Rachel Reeves the new chancellor grimly announced on the 29th July that not only had she inherited the worst economic circumstances of any post war incoming government but that she’d ‘discovered’ a £22 billion black hole in the public finances.

Paul Johnson of the IFS (Institute for Fiscal studies) made it clear; “the black hole was obvious to anyone who dared to look”.

Her ’discovery’ is total poppycock and she knows it.

Not least because the first growth figures released by the incoming Labour Government show the UK economy is in fact growing faster than any other major European economy. Which must make Reeves the first UK Chancellor to not want nor welcome good economic news.

Just to put this into some context when Liz Truss ‘crashed the economy’, it contracted by 0.5 per cent in 2008 two years before the coalition took over, the UK economy contracted by nearly six per cent falling in five successive quarters, the Government had the largest deficit in peacetime and unemployment was at eight per cent..

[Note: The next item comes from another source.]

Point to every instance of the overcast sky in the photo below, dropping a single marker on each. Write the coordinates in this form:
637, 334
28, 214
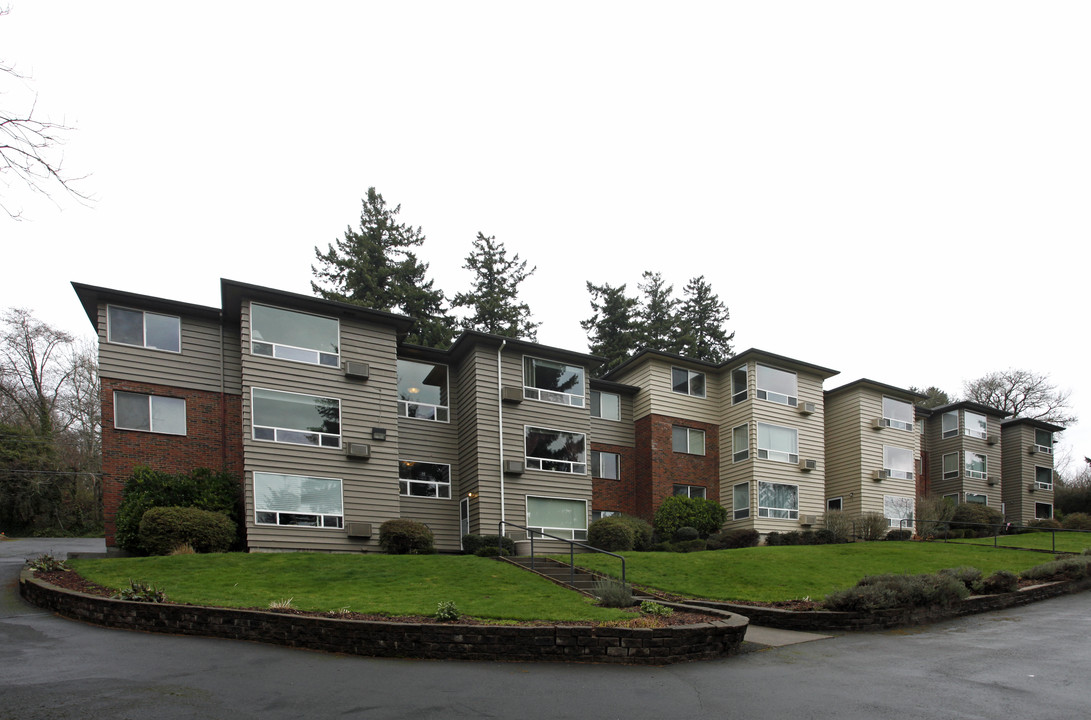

You’re kidding no one Rachael, it is why, despite the £22 billion ‘black hole’ she chose to set aside an extra £9 billion to fund public sector pay rises.

Further monies were promised to the Great British Energy Company, spoiler alert; it won’t produce any actual energy and further billions were splurged to support overseas projects to reduce the effects of climate change.

Gordon Brown used to boast he had ended boom and bust, until of course the economy blew up in his face.

He briefly, to much ridicule, tried the line that, he’d ended ‘Tory boom and bust’. Having promised over 14 years to end Tory austerity, I wonder how Labour will spin cutting the winter fuel allowance? Austerity for a purpose? Labour austerity? Labour Austerity (but different).

Labour never really did have a plan to grow the British economy, most of the measures they’ve taken so far, look set to strangle it in red tape and higher taxes. It is a fact that every single Labour government elected to office has left with more people out of work than when they took over. Rachael Reeves looks set fair to continue that miserable record.